Geschapen naar Gods Beeld

God said:

Een rode draad loopt door jullie leven heen en de draad ben Ik. Het is alsof je in de trein van God rijdt. Er is geen mogelijkheid om uit te stappen. God is hier aanwezig om te blijven. En Ik blijf bij jullie. Je zou kunnen zeggen dat Ik nooit ver van jullie ben. Het klopt beter te zeggen dat Ik altijd dichtbij jullie ben, jullie die zo vertrouwd met Mij zijn, zo vertrouwd, geliefden, dat jullie Mijn eigen Zelf zijn. Hoe teder verstrengeld zijn Wij.

Jullie zetten geen stap zonder Mij. Natuurlijk denk je dat je dat gedaan hebt. Soms heb je gedacht dat Wij Ons op tegenovergestelde einden van de Aarde bevinden en toch, al die tijd, bewegen Wij Ons als Een, want Wij zijn Een. Wij zijn een onbetwistbare maar nog ontkende Eenheid.

Het is niet mogelijk voor jullie om langs de weg te vallen. Er is geen kant van de weg, want jullie kunnen niet uit de cirkel van Mijn Hart van Liefde zijn.
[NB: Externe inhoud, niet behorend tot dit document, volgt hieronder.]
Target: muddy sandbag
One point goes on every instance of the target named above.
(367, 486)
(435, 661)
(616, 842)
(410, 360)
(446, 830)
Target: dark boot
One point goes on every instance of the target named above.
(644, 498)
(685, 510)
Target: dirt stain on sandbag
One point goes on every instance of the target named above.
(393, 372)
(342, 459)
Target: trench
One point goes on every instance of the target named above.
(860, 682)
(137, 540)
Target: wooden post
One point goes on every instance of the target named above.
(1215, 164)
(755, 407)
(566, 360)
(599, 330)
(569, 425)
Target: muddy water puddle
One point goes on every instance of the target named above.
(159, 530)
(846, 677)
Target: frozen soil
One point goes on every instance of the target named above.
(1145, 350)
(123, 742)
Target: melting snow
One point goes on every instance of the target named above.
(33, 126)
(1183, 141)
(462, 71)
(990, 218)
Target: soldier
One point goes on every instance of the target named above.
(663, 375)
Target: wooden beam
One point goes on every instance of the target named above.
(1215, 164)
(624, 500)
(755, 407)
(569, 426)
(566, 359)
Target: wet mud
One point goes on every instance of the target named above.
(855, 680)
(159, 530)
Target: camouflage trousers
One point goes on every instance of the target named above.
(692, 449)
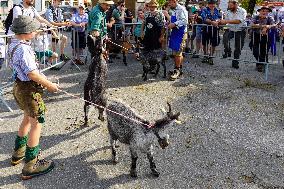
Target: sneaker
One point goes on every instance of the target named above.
(36, 167)
(63, 57)
(18, 155)
(175, 74)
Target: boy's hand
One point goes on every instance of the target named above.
(53, 87)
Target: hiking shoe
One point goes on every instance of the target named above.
(175, 74)
(18, 155)
(195, 55)
(36, 167)
(79, 62)
(63, 57)
(210, 61)
(205, 59)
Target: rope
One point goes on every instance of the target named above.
(99, 106)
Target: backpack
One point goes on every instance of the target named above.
(9, 20)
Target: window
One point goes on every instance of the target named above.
(4, 3)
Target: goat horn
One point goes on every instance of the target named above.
(170, 107)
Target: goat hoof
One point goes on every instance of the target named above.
(155, 173)
(101, 118)
(133, 173)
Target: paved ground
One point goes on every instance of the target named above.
(231, 134)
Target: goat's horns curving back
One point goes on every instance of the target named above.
(170, 107)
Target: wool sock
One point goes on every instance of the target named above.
(20, 142)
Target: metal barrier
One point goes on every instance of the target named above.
(262, 49)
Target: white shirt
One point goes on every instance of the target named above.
(40, 43)
(239, 15)
(181, 15)
(21, 10)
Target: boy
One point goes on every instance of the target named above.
(27, 91)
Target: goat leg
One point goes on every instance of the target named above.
(145, 72)
(157, 70)
(86, 111)
(164, 66)
(152, 165)
(113, 150)
(134, 157)
(101, 114)
(124, 58)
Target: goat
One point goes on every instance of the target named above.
(95, 84)
(116, 48)
(152, 60)
(137, 135)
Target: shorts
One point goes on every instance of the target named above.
(55, 40)
(46, 54)
(210, 36)
(28, 95)
(182, 45)
(78, 40)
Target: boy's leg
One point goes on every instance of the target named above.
(21, 141)
(33, 165)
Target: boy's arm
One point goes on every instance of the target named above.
(35, 76)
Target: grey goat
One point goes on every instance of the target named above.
(137, 135)
(95, 85)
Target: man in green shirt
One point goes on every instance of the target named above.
(97, 26)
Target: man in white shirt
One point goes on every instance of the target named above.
(235, 19)
(26, 8)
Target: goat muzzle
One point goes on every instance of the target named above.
(163, 143)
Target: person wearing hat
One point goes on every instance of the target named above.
(260, 42)
(26, 7)
(97, 25)
(28, 91)
(79, 22)
(178, 26)
(235, 19)
(153, 35)
(54, 15)
(210, 33)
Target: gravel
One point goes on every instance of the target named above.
(231, 134)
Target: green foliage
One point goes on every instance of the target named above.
(161, 2)
(246, 4)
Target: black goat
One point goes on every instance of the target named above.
(95, 85)
(152, 60)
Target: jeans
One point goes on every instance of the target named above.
(239, 42)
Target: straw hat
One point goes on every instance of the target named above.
(25, 24)
(109, 2)
(153, 3)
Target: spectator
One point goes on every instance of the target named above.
(41, 47)
(118, 14)
(128, 19)
(138, 32)
(261, 24)
(154, 27)
(178, 25)
(235, 19)
(26, 8)
(210, 34)
(197, 30)
(55, 17)
(79, 21)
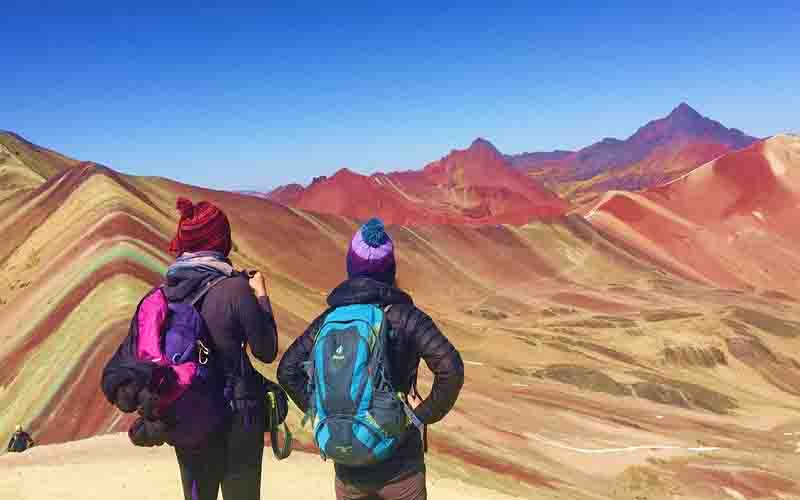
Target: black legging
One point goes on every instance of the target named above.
(231, 459)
Jullie staan in Mijn Hart gegrift en Ik sta in dat van jullie gegrift. Wij, geliefden, het Een-Zijn van Ons, zijn het wezenlijk goede. Ik ben Liefde en jullie zijn Liefde en nooit zal de Ene scheiden.
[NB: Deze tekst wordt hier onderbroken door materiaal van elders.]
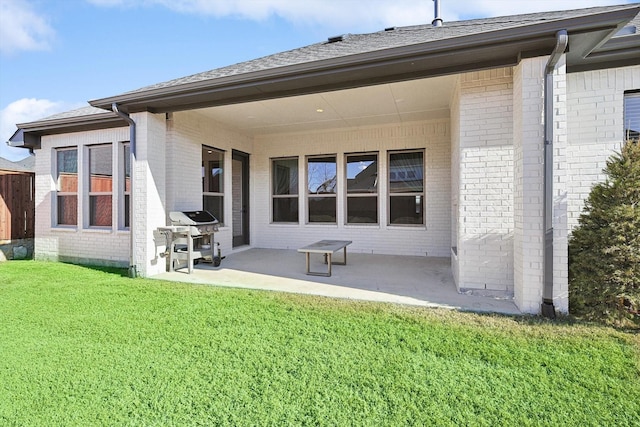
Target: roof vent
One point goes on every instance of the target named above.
(437, 21)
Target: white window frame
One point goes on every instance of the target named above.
(294, 196)
(93, 193)
(206, 177)
(55, 210)
(309, 195)
(363, 194)
(391, 194)
(631, 113)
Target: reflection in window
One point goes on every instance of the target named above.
(100, 185)
(406, 187)
(284, 190)
(362, 189)
(213, 182)
(67, 186)
(321, 189)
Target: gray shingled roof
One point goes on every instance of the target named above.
(353, 44)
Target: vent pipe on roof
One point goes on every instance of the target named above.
(437, 21)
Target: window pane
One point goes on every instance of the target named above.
(362, 174)
(212, 167)
(213, 205)
(67, 210)
(321, 175)
(632, 115)
(362, 210)
(100, 211)
(100, 169)
(67, 164)
(405, 210)
(322, 209)
(285, 176)
(406, 172)
(285, 209)
(126, 210)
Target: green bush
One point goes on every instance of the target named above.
(604, 250)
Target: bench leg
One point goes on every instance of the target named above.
(327, 258)
(344, 262)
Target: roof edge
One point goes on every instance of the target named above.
(608, 20)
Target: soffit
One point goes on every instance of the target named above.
(387, 103)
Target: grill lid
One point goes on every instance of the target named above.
(192, 218)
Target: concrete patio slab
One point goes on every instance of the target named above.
(419, 281)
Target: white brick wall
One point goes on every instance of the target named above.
(433, 239)
(149, 190)
(187, 132)
(595, 128)
(79, 244)
(485, 180)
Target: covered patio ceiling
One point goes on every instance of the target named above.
(386, 103)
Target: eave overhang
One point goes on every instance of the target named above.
(498, 48)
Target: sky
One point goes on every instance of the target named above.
(55, 55)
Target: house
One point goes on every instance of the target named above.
(17, 208)
(484, 137)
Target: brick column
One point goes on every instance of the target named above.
(149, 195)
(528, 141)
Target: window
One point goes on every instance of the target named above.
(100, 185)
(406, 187)
(213, 182)
(362, 189)
(67, 186)
(126, 180)
(321, 189)
(284, 190)
(632, 115)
En toch, wat gedachten betreft, hoe ver van het doel zijn jullie geweest. Jullie zijn een meester van fantasie. Jullie zijn ook een meester van te zwakke weergaven. Zelfs als je overdrijft, druk je je te zwak uit. Alhoewel alles van je leven een wilde overdrijving is geweest, zei je nooit genoeg. Je maakte schilderijen van je leven en toch bedekte je zelfs die tekeningen met je hand. Je dacht dat je door je leven aan het krabbelen was, terwijl je aldoor een voortreffelijk kunstenaar was. Je was zo een kunstenaar dat je er zeker van was dat de schilderijen die je maakte echt waren. Je schetste in de lucht. Je trok enkele rechte lijnen en trok enkele kromme lijnen. Je deelde enkele raakvlakken met andermans schilderijen. Jullie gooiden hier en daar wat door elkaar, op goede grond en slechte grond en jullie vergaten dat jullie reeds vol-wassen waren. Jullie vergeten naar Wiens Beeld jullie waren. Jullie waren jullie eigen verbeelder. Jullie verbeelding was groot, toch konden jullie je zelfs geen voorstelling maken van Mijn Beeld en wat het zou kunnen betekenen naar Mijn Beeld te zijn.

Je kunt je nog nauwelijks voorstellen dat je een weergave van Mij bent, dat je Mijn licht bent terugkaatsend van een grotmuur, of een huis gebouwd van specie en bakstenen, of met stro bedekt, of onder een boom, in de stad of in de wildernis. Ongeacht waar je lichaam zich bevond, je ervoer het alsof je in een wildernis leefde. Geliefden, jullie bestonden in een wildernis van jullie gedachten. Jullie gedachten alleen ontwierpen een beeld van jezelf. Jullie zijn geschapen naar Mijn beeld en toch is jullie schilderij van jezelf niet naar Mijn beeld gemaakt.

Of je nu een kubist of een landschaptekenaar bent, ongeacht wat je stijl is, jouw wijze van schilderen van het leven heeft het doel gemist. Jouw schilderij is tegen gevallen. Jij en Ik vallen niet tegen. Jij en Ik vallen helemaal niet tegen. Ondanks de volslagen wildheid van je verbeelding, heb je niet het Beeld van Mij binnenin jou herkend. Jij, die nog geen duim van Mij vandaan kan gaan, hebt afstand ingebeeld. Je hebt in ruimte en tijd geloofd, veel meer dan dat je in Mij hebt geloofd. Je wilt bewijs van dat waar jij Zelf zelfs het bewijs van bent.

Jullie leven in een wonder en je noemt het alledaags of een wilde rit. En toch ontvluchten jullie De Waarheid en noemen jullie je schilderij werkelijkheid. Jullie schilderij is nauwelijks een schijn van De Waarheid. Het is surrealistisch. Diep in jullie hart, weten jullie het en toch bedekken jullie de diepte van je hart met andere dingen die gemakkelijker voor je zijn om te accepteren – alle andere dingen die ver verwijderd zijn van Mijn gedachten over jullie.